This week I’m going to talk about the art of Windforge and the world and cultural framework that it is based on.
We have a few high level goals for our art:
Represent and support the gameplay: You might be able to argue that this is the most important purpose of the art. The art and animations should clearly represent what is going on in the game, and important objects should be easily identifiable and easy to learn. Function is also an important part of Windforge, so you will find that much of what you see in the game will serve a gameplay or implied purpose.

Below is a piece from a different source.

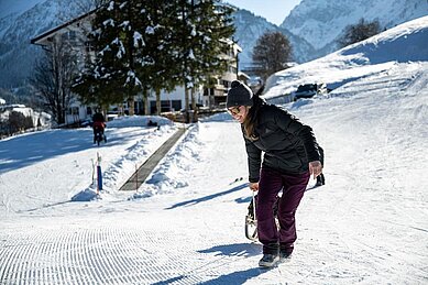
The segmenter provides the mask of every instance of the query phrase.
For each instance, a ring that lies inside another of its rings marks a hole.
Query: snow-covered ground
[[[411,31],[428,42],[428,18],[400,29],[415,56],[428,56],[411,42]],[[190,125],[139,191],[118,191],[177,129],[136,117],[113,121],[100,147],[90,129],[0,141],[0,283],[427,284],[428,59],[399,61],[382,46],[396,61],[372,65],[378,50],[364,45],[352,62],[331,55],[338,88],[285,106],[314,128],[327,182],[301,201],[288,262],[260,270],[261,244],[244,237],[252,193],[240,127],[227,113]],[[318,62],[318,76],[327,65]],[[304,66],[295,68],[303,80]],[[288,88],[293,69],[267,98]],[[72,201],[95,193],[97,152],[105,190]]]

Represent the world and culture of Windforge: Windforge will be based in a rich and interesting world to explore and experience, and it is important that the art reflects this. Much of the fashion and technology of the game derives its inspiration from dieselpunk, and as a result much of the art will be dieselpunk inspired. I’ll write a bit more on how dieselpunk was chosen below. I’m also interested in exploring the contrast between the natural environment and human-made technology, and I believe the art will be a great way to show this.

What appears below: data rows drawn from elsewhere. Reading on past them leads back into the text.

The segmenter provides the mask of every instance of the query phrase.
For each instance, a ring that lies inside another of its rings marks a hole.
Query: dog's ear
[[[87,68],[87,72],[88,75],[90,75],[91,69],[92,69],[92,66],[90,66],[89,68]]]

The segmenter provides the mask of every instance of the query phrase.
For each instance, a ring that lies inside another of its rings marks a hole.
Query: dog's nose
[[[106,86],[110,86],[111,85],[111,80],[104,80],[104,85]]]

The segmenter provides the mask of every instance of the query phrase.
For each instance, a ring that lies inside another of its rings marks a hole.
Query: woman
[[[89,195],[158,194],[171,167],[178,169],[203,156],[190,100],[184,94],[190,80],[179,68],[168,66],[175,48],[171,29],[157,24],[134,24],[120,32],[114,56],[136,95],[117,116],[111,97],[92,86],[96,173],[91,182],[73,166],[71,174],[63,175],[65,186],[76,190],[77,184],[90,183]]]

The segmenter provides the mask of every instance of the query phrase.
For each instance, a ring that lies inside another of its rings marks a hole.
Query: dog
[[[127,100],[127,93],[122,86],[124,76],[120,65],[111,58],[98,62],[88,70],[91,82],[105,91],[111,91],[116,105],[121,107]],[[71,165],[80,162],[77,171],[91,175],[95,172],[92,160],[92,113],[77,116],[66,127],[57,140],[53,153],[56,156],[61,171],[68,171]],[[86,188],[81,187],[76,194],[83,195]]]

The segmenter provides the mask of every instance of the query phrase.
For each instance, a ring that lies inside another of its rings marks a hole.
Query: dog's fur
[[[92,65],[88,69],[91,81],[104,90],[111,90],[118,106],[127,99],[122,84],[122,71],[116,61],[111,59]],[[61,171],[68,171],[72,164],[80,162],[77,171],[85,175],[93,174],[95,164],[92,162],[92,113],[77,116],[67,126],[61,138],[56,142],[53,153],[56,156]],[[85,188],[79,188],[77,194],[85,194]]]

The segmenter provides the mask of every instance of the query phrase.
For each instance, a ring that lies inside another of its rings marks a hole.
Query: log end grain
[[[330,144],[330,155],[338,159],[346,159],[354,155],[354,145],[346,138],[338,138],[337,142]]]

High quality and easily recognizable: The art of Windforge will probably be the first thing that people will see and notice in the game. I would love it if people are able to instantly recognize our game just by looking at a screen shot. We also believe that the art style will help distinguish us from other games in this genre. This is part of the reason that we chose to use a hand drawn 2D art style over a rendered and lit up 3D. (Not to mention that it probably helps keep our costs down.) Personally, I love hand drawn art in games, and I also love that the final game will likely look very close to our concepts because the art is hand drawn.
I have a confession to make. I didn’t know what dieselpunk was before I started designing this game. We originally chose steampunk for our framework to design Windforge’s technology, culture, art, etc. We felt that steampunk fit well with the do-it-yourself, inventor, and crafting culture, that we wanted to portray in the game. (Please refer to the links section at the bottom for more information about steampunk and dieselpunk.)

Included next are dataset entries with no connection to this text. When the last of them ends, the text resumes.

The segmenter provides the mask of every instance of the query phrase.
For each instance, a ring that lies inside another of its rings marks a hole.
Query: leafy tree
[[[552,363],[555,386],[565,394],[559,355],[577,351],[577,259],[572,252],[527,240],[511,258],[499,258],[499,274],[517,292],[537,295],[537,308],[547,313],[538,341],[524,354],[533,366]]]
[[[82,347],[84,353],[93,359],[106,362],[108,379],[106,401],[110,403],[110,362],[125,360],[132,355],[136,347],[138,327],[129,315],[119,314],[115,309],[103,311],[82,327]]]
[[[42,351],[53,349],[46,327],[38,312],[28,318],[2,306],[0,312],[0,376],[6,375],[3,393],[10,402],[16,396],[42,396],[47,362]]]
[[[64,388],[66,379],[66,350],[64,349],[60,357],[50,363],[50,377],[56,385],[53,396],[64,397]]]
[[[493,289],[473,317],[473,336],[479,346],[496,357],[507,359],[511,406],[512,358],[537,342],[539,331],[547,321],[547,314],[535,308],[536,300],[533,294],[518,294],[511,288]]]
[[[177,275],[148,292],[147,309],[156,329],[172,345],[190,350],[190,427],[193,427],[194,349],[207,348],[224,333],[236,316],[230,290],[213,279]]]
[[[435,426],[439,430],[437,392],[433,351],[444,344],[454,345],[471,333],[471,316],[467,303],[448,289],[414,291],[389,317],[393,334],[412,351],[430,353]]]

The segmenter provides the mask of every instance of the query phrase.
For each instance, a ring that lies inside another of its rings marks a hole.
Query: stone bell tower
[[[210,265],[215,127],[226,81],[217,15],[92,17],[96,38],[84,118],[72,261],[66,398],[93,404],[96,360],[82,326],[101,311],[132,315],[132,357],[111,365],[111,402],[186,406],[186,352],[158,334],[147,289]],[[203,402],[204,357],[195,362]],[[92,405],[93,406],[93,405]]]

However, in our early concepts based on steampunk, I always found that what I was seeing wasn’t quite right and I didn’t know how to articulate it properly. I wanted something kind of like steampunk but grittier and more down to earth. An inside joke around the office even started that we need to “make it 30% dirtier”. Eventually, I was introduced to dieselpunk and I thought it was a perfect framework to design the game.
This choice also helped constrain and refine the objects and technology found in the game, which in turn affected the gameplay. I believe we found ourselves in a feedback loop between the art, game world, and gameplay, where everything inspires, constrains, and supports everything else. I think this synergy will show, and I hope it will help create something special that people will love.